Tables 12.14 and 12.15 summarize this data for analysis in the styles of Tables 12.11 and 12.12. The table p values for the asymptotic Cochran-Armitage tests are p = 0. 06681 for the unadjusted data and p = 0. 06332 for the adjusted data.

Table 12.14 Example of results table without survival adjustments
Table 12.15 Example of results table with survival adjustments

4.2.2 Exact Method

An exact methodology for the poly-k test is possible. In the following we will describe this method.

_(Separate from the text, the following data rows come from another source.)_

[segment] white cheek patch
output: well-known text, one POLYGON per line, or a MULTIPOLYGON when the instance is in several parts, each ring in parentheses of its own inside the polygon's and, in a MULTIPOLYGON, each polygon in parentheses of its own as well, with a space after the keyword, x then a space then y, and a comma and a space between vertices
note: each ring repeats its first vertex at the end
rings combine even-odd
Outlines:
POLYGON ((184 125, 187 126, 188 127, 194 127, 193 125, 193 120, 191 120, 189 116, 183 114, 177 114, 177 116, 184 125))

The approach is combinatorial; we consider permutations of the animals among the dose group. Each permutation generates a summary table of the form of Table 12.15 (although many permutations can generate similar tables). For each table, we calculate the test statistic T defined by:

$$\displaystyle{ T =\sum _{ i=0}^{r}x_{ i}d_{i} }$$
(12.4)

The table p-value of a given outcome with test statistic T = t can be calculated using the hypergeometric distribution.

We define an equivalence relation on permutations, saying that two permutations p 1 and p 2 are equivalent (\(p_{1} \sim p_{2}\)) if they both allocate the same number of TBAs to each dose group. It is clear that the test statistic T respects this equivalence relation, but it is possible to have \(T_{p_{1}} = T_{p_{2}}\) without \(p_{1} \sim p_{2}\) (Table 12.16).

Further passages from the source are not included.